田中慎弥「冷たい水の羊」
田中慎弥さんの名前は芥川賞の不機嫌会見で知っていましたが、数年前に読んだ「図書準備室」を除いて作品に触れたことはありませんでした。
今回読むきっかけになったのは、自分自身の書き方の行き詰まりからでした。「いくら書いても自分から抜け出せない」という状況を脱却したいと思っていた時、芥川賞受賞作の「共喰い」を試し読みしたときに見つけた「もし乗れたとしても永久に右へ曲ることしか出来そうにない壊れた自転車」という文章に一目惚れし、この人の作品を読んでみたいと思いました。自分は文章を書いていて比喩表現に凝ったことは今までなかったので、まだ見たことのない新たな世界を見れる期待がありました。
作家が処女作で書いたものに興味がありました。スタートラインに立ったばかりの作家が、表現を探りながら書いているものが読みたかったので、2005年に新潮新人賞を受賞した「冷たい水の羊」と、リベンジとして「図書準備室」も再度読み返しました。
「冷たい水の羊」は、同級生から凄惨ないじめを受けている男子中学生が、「いじめられていると自分が思わなければそれはいじめにならない」という論理でいじめに耐えている姿を描いています。主人公が思いを寄せるクラスの女子生徒「水原里子」は、彼がいじめを受けていることを教師に密告します。論理を脅かされた主人公は水原とともに心中することを計画し、実行の機会を待ち続けます。

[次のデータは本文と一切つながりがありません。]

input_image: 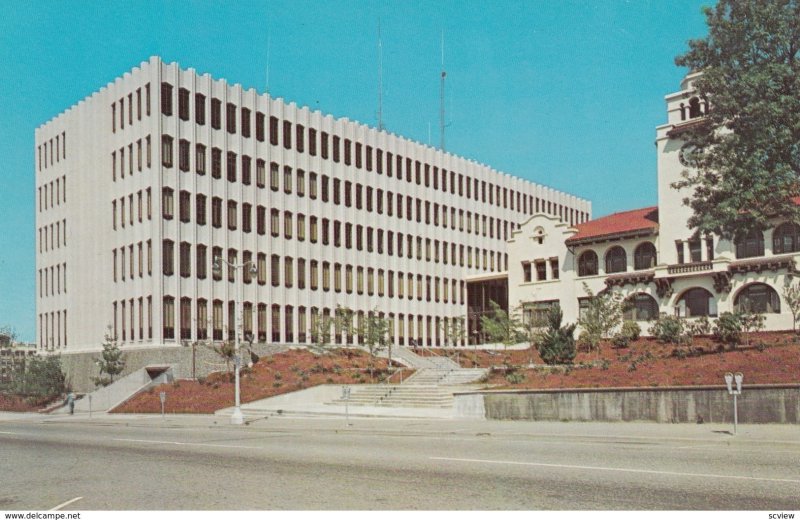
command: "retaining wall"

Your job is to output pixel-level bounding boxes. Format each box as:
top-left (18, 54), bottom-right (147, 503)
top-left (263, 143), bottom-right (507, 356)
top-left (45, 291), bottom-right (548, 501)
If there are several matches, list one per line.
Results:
top-left (61, 345), bottom-right (290, 393)
top-left (454, 384), bottom-right (800, 424)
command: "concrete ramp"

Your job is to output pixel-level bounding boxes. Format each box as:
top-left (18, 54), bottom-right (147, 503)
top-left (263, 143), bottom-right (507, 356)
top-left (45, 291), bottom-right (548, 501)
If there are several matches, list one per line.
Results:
top-left (51, 365), bottom-right (174, 414)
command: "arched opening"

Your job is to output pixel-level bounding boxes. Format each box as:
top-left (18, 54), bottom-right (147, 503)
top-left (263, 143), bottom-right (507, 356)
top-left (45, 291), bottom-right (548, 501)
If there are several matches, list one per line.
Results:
top-left (633, 242), bottom-right (656, 269)
top-left (623, 293), bottom-right (658, 321)
top-left (733, 283), bottom-right (781, 313)
top-left (606, 246), bottom-right (628, 274)
top-left (677, 287), bottom-right (717, 318)
top-left (736, 230), bottom-right (764, 258)
top-left (578, 250), bottom-right (598, 276)
top-left (772, 222), bottom-right (800, 254)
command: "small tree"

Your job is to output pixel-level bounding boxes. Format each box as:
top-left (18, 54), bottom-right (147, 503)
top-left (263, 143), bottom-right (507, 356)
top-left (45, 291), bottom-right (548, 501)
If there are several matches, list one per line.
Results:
top-left (94, 327), bottom-right (125, 386)
top-left (356, 309), bottom-right (392, 376)
top-left (578, 283), bottom-right (624, 349)
top-left (481, 300), bottom-right (525, 345)
top-left (537, 305), bottom-right (576, 365)
top-left (14, 356), bottom-right (67, 402)
top-left (783, 280), bottom-right (800, 332)
top-left (311, 315), bottom-right (333, 352)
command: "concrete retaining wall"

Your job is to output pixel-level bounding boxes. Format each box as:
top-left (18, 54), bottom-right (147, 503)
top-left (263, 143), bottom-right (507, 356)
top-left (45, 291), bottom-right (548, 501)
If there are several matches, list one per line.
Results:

好きな女の子と心中する為に包丁を持ち歩く主人公の姿には、いじめを受けた人間の屈折した心理が感じられます。教室から孤立することでしか感じることができない高揚感が彼を包み、「将来」という真っ当な道を進んでいる同級生たちを軽蔑する彼の姿にはどこか既視感を覚えます。「歪んでいる」と一言で片付けられたくないような、人前では言い表しにくい共感を抱きます。
作者の田中慎弥さんはこの作品でデビューするまで、高校卒業後も就職することもなく、家の中で読書をして過ごしていたそうです。ただ毎日机に向かうことは決まりにしていたそうで、デビューしてからもこれは一日も欠かしたことがないと言っていました。もう一つの作品「図書準備室」では働いたことがない人間を主人公に話が書かれています。

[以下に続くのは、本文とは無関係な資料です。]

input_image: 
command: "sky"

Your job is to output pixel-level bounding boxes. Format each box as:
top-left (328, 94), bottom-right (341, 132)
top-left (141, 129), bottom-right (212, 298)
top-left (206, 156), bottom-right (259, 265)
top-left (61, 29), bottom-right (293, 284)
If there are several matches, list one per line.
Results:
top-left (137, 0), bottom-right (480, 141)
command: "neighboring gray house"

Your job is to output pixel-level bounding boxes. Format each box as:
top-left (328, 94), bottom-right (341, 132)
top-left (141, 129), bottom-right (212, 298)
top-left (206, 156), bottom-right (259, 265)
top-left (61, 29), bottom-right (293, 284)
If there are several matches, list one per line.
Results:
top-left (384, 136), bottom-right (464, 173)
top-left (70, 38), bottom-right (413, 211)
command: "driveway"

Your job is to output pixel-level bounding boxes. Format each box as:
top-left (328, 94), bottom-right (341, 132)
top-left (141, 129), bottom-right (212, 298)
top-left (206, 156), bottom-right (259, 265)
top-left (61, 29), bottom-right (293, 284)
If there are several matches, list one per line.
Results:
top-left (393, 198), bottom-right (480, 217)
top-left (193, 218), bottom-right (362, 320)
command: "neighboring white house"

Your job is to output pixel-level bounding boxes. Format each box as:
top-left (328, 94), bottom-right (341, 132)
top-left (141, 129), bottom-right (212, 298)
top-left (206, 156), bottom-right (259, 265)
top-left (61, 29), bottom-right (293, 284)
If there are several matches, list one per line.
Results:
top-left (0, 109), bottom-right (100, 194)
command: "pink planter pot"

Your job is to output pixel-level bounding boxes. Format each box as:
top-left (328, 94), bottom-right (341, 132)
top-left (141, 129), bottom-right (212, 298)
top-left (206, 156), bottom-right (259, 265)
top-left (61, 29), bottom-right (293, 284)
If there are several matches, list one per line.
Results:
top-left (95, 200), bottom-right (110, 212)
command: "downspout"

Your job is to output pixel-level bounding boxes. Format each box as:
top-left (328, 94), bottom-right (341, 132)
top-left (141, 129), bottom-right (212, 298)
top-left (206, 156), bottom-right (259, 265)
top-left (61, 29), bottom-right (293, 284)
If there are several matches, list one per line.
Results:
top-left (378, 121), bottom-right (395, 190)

「冷たい水の羊」と「図書準備室」は、どちらも攻撃される立場にいながらそこに居続ける人間が書かれていて、テーマはとても似ていると思いました。自分自身の内面が原因で孤立することは辛いことですが、孤立することでしか得られないものもあると思います。
テーマもそうですが、「冷たい水の羊」は比喩表現もやはり面白い作品でした。またタイトルが好きです。羊は生贄という意味で使われています。強い羊だと思います。